Visualize (job stuff)
by at 8:46 PM

Sure looks cool, though, doesn't it?
Doing it was vitally important to actually understand how to go about solving a problem (and it also served as a framework for implementing the solution). It's amazing how crappy the state of data visualization software is; it was quicker for me to whip this up in OpenGL than it would have been to try to find something useful for visualizing extremely complex 8-dimensional data with a lot of non-obvious correlations.
Comments
It's like a inkblot test for geeks... You should fool around with it a little, pump in different data and see if you come out with anything that looks cool.
Then assign them numbers... I mean, we're not going for hard science here... Just give that axis a basic unit value.
We have just exceeded what I remember about data manipulation. Why can't it handle that? Are the units non-scalable? (like x=single units, y=decimal values, z=zillions)
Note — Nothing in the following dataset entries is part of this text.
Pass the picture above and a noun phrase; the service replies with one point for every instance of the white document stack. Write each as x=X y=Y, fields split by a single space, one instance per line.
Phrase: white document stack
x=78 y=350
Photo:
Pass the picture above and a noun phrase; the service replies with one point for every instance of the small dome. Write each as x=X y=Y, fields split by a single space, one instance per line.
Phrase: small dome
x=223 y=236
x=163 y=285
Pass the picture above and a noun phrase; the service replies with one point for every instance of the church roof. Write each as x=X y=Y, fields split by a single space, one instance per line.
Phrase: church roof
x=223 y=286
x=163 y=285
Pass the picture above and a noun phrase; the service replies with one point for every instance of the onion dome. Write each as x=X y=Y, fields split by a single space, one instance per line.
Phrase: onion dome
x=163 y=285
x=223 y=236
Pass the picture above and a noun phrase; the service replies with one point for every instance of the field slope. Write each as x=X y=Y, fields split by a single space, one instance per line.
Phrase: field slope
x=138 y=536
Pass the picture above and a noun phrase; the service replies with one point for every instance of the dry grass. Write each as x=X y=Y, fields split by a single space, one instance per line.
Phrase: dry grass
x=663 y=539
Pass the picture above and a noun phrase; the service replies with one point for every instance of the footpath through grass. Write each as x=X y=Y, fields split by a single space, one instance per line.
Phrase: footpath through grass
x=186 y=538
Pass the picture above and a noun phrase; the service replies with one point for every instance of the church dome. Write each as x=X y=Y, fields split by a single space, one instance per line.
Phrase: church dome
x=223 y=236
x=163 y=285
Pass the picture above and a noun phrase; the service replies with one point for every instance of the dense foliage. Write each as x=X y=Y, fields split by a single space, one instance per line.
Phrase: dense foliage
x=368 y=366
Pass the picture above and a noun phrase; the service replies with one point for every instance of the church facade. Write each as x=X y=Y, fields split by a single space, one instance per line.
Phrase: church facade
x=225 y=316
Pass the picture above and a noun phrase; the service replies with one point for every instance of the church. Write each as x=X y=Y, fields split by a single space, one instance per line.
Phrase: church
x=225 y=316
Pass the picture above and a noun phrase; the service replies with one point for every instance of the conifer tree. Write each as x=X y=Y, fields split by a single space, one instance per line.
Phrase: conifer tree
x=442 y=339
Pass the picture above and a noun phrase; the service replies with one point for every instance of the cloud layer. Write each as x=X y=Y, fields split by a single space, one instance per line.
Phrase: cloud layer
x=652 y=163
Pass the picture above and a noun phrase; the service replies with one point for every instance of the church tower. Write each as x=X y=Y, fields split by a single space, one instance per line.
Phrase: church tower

The displacement relates to a spatial distortion which has to do with the clustering algorithm I'm developing (and as far as I know it's unique and possibly patentable so I'm not going to give away anything more about it), and the circles represent the clusters it's found (with concentric rings representing variance, standard deviation, and upper-bound radius).
Sorry, I didn't notice this post earlier. What you were asking was like making cat=1 dog=2 emu=3. So then cat+dog=emu.